SEEING SPEECH

Recording MRI

The MRI recordings on this website were recorded at Edinburgh University’s Edinburgh Imaging Facility QMRI at the Edinburgh Bioquarter site with subjects lying prone in the dedicated 12-channel matrix coil of a 3 tesla large-bore Siemens Verio MRI system. Recording protocols were developed by MRI Physicists Dr Gillian MacNaught and Dr Scott Semple. MRI data acquisitions were carried out by Gillian MacNaught and the clinical recording team at CRIC. Audio recordings were carried out by senior experimental officer Steve Cowen (CASL research centre, Queen Margaret University), and MRI videos, with synchronised audio recordings, were created by Dr Satsuki Nakai.

The recording protocol produced c. 6.5 mid-sagittal head scans per second, which were saved in medical DICOM image format, converted into avi video format using ImageJ software (Rasband 1997-2014) and audio was added using ffmpeg.

Stimuli

Stimuli were International Phonetic Association symbols in isolation (where appropriate) and placed in non words, arranged as a power-point presentation and presented to the participant via fibre-optic video goggles.

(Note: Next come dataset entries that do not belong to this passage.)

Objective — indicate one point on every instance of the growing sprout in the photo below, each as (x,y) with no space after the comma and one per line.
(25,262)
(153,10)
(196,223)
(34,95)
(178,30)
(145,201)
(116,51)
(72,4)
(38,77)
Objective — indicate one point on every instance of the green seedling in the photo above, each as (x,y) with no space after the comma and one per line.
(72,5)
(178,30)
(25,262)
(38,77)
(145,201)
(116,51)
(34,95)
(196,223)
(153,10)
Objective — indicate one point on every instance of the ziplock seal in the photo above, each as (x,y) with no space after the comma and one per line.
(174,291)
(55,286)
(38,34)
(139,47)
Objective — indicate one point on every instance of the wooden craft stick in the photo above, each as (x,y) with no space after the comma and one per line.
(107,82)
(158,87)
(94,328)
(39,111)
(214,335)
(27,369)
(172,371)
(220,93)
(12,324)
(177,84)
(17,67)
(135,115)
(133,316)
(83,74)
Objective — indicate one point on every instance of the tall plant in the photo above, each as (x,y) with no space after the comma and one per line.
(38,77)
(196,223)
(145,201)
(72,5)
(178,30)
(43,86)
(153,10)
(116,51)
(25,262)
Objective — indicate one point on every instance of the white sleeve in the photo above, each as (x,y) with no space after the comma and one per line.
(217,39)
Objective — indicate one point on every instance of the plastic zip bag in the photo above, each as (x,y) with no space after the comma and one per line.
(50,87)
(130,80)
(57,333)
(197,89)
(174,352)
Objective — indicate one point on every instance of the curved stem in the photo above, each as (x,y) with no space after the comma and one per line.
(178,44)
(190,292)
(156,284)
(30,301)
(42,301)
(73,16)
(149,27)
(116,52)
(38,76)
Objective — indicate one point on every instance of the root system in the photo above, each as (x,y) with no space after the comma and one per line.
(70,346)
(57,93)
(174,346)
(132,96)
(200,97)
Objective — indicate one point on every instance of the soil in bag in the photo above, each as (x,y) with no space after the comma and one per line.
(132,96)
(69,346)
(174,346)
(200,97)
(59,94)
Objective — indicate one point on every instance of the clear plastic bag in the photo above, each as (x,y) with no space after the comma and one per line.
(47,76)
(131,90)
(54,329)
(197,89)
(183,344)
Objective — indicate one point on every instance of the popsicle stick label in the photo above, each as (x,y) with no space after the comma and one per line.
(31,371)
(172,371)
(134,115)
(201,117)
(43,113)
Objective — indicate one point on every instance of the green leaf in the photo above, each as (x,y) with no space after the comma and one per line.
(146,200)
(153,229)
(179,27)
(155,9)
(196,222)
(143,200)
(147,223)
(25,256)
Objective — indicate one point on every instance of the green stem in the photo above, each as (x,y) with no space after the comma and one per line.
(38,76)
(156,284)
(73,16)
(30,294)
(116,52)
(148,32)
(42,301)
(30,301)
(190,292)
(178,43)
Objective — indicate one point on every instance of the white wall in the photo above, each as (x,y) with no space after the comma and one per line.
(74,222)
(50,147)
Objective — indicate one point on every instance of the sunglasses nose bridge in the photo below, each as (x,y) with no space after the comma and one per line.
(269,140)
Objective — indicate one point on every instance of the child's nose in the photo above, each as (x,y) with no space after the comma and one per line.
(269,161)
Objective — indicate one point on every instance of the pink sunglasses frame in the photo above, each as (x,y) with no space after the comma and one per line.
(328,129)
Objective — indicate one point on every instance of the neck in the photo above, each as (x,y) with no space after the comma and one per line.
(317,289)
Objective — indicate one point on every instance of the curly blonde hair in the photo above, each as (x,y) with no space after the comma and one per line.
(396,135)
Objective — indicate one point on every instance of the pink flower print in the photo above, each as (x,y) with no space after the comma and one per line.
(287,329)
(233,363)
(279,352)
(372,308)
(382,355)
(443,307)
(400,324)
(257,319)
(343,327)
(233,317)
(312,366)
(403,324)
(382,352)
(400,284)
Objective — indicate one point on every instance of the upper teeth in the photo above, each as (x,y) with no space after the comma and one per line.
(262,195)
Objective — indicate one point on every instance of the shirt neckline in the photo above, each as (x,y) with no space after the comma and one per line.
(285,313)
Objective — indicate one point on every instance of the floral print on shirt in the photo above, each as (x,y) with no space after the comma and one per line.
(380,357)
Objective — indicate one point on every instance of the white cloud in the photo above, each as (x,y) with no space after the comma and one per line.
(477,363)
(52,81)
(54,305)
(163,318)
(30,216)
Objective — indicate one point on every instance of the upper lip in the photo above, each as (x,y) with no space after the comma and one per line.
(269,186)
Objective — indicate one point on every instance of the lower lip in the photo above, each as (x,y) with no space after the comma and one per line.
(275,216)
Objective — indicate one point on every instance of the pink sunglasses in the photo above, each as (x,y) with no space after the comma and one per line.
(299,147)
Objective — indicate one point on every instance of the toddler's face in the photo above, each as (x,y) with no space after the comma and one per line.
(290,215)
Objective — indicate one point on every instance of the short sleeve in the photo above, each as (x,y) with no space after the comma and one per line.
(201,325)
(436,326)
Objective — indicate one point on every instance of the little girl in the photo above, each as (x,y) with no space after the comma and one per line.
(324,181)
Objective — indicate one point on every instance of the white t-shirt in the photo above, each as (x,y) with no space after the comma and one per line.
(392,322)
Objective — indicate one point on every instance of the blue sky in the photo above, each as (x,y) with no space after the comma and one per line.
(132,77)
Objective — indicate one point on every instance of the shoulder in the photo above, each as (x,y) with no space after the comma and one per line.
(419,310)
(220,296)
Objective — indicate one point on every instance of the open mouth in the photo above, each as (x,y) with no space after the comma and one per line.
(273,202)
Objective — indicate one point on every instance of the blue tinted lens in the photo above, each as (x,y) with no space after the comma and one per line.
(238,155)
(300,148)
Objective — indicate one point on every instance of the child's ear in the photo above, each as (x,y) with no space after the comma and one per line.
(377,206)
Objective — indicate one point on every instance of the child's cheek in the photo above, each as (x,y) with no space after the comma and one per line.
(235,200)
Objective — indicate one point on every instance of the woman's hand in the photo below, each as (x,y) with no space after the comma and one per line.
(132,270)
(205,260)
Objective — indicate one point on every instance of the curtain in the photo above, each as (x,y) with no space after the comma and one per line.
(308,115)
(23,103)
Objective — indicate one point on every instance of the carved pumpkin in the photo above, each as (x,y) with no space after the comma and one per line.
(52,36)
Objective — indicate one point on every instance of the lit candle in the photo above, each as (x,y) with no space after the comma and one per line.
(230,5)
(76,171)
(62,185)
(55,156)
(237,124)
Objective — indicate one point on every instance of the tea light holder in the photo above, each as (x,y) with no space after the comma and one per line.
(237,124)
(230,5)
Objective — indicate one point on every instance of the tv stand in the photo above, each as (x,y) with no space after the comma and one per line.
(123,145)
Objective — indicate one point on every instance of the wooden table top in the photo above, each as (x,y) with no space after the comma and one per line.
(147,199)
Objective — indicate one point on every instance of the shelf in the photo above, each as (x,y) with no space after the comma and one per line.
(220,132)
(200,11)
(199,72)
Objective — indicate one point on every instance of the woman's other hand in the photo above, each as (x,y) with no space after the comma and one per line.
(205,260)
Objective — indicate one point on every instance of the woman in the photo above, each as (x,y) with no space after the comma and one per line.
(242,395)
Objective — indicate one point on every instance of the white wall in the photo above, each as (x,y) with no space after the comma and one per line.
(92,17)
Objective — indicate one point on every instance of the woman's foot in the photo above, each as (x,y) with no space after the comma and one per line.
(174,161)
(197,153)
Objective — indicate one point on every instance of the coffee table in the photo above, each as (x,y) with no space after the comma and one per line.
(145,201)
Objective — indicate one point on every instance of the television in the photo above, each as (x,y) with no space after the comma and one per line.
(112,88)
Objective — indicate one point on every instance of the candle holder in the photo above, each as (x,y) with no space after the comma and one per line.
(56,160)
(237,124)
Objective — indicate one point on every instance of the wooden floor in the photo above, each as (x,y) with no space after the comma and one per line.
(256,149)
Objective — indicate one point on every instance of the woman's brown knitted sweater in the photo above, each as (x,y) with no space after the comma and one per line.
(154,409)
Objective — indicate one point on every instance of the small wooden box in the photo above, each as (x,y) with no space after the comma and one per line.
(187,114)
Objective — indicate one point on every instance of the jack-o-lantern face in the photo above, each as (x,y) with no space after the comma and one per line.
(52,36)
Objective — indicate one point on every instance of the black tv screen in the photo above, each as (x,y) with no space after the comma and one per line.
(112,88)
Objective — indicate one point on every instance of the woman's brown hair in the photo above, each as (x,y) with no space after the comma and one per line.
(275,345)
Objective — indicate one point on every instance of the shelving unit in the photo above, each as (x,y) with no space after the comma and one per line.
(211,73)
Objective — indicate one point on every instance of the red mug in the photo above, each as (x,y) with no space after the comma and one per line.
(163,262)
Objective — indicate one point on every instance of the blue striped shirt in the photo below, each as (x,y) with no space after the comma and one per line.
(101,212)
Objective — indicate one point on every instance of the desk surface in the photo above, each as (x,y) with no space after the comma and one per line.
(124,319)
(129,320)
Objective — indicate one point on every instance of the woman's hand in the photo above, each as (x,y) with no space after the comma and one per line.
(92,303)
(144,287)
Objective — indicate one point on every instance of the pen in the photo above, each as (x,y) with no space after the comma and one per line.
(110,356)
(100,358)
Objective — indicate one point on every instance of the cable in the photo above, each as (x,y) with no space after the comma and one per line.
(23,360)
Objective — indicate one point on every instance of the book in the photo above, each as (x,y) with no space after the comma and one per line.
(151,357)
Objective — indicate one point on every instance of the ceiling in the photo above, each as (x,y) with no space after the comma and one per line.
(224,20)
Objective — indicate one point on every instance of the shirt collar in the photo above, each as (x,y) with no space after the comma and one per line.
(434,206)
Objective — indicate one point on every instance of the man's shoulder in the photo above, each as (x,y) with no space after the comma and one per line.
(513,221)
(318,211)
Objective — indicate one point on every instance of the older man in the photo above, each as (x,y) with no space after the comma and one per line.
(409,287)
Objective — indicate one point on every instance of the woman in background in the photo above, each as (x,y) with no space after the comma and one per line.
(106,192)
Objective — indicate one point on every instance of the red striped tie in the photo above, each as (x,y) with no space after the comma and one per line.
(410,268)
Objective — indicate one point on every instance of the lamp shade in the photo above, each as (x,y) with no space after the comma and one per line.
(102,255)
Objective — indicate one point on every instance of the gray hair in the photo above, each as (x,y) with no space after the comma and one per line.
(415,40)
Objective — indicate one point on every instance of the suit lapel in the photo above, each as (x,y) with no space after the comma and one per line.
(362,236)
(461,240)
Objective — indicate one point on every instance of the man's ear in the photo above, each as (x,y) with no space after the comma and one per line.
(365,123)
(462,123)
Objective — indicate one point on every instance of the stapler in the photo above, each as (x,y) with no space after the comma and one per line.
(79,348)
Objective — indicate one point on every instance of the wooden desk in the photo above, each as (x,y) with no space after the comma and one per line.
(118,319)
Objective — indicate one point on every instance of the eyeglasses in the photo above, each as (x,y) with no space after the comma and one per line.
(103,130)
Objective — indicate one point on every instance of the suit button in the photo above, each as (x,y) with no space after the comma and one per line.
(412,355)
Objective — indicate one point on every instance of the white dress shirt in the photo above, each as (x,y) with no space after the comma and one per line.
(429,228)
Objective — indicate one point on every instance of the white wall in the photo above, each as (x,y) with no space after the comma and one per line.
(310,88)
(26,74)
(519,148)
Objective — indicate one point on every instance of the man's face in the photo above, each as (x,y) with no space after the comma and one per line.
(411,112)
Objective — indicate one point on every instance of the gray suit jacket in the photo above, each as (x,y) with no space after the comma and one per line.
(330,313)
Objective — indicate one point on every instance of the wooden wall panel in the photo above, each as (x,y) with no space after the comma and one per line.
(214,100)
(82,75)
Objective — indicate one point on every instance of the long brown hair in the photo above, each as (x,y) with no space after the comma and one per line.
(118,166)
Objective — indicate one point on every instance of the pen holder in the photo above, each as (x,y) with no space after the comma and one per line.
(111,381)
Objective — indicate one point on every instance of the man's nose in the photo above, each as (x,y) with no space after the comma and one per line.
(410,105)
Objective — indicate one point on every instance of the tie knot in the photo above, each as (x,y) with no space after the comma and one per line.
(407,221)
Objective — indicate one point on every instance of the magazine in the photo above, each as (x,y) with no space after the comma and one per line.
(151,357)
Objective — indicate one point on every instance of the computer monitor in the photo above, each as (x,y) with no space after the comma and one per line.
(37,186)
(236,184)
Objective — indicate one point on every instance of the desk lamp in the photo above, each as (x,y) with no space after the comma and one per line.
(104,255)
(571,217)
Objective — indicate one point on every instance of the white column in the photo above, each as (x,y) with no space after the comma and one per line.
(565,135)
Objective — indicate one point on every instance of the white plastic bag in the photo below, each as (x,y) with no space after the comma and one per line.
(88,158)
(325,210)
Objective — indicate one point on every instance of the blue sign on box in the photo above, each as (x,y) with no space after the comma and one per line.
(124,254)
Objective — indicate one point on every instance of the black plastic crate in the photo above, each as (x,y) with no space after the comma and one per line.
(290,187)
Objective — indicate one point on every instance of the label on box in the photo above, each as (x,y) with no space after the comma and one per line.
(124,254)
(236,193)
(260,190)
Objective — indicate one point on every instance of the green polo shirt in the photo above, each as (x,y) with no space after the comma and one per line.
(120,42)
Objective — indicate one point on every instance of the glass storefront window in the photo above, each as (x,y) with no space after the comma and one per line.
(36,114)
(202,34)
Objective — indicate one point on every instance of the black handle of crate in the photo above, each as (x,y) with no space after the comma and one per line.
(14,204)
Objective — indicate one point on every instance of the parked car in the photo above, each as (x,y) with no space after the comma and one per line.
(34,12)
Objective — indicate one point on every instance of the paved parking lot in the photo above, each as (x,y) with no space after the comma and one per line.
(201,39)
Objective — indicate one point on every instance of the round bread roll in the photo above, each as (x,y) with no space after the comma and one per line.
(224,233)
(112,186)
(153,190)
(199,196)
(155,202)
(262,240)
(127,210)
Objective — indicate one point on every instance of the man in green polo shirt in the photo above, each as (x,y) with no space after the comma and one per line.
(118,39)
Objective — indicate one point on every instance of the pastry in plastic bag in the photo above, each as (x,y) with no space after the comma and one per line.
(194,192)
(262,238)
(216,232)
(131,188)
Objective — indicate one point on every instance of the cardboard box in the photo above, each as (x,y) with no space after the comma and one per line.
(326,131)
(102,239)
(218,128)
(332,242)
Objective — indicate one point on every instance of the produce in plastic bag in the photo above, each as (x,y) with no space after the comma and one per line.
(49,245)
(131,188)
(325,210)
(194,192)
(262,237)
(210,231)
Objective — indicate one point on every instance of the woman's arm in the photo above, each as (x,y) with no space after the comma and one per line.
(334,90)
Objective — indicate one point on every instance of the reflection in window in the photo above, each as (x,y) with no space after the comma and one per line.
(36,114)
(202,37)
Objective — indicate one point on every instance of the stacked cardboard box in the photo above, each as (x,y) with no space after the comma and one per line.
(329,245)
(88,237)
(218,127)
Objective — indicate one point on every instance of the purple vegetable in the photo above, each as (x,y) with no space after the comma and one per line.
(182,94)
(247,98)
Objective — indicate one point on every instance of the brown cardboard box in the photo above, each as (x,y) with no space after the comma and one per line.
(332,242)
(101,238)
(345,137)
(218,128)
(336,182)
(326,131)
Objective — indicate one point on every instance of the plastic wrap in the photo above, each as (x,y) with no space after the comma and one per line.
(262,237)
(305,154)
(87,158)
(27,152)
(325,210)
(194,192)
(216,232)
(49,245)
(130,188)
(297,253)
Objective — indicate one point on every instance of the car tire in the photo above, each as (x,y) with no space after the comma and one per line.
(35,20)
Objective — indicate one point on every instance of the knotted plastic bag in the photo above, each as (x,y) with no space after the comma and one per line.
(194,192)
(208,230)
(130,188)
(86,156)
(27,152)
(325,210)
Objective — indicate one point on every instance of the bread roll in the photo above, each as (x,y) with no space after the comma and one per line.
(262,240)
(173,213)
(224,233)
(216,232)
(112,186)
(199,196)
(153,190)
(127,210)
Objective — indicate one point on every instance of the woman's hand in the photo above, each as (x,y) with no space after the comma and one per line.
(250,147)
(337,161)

Recording audio and resynchronising audio and video

We used an OptoAcoustics FOMRI tm III dual-channel, fibre-optic microphone system (see Figure 1 below) to record speech inside the MRI machine. As well as containing no metal parts and being safe to use in an MRI machine, this microphone and associated software have a built-in noise-cancelling system to reduce noise generated by the MRI machine from the acoustic signal. Sound is captured by two microphones – one pointing towards the speaker’s mouth and covered by a pop-shield, while the other is directed away from the speaker to gather the ambient noise inside the MRI machine. The OptiMRI software uses the recording from the upper microphone to help remove noise produced by the MRI machine. The microphone was fixed to the head coil using velcro and the microphone was positioned as close as possible to the speaker’s lips using the microphone’s goose neck. A bite plate recording could not be obtained due to the close proximity of the head coil to the speaker’s face.

Further noise-cancelling was carried out using widely available software, e.g. Audacity (Audacity Project 2005) and Praat (Boersma, Paul & Weenink, David 2013); however, it was not possible to completely remove extraneous noise relating to the ultrasound machine without removing too much of the speech signal. For the purposes of the Seeing Speech resource, that is, to exemplify sounds on the IPA chart, we opted for “clean” audio that matched the MRI videos by resynthesising (or temporally-modifying) speech samples produced by the same speaker during a UTI recording session using Praat (Boersma, Paul & Weenink, David 2013) (see Figure 2). To ensure that the resynthesised speech samples matched the original recording from the MRI session as closely as possible, the denoised audio recording from the MRI session was presented as an audio stimulus along with the visual prompt during the UTI recording. We also examined the lingual articulation in the MRI and the UTI recording to make sure that they were comparable.

References

Audacity Project. 2005. Audacity. 2.0.5 ed. Pittsburgh: Pittsburgh Carnegie Mellon University, October 21, 2013,.

Baer, T., Gore, J.C., Boyce, S. and Nye, P.W. 1987. Application of MRI to the analysis of speech production. Magnetic Resonance Imaging 5(1), 1-7.

Boersma, Paul & Weenink, David. 2013. Praat: doing phonetics by computer. 5.3.47 ed. http://www.praat.org/.

Rasband, W.S. 1997-2014. ImageJ. Bethesda, Maryland, USA: U. S. National Institutes of Health.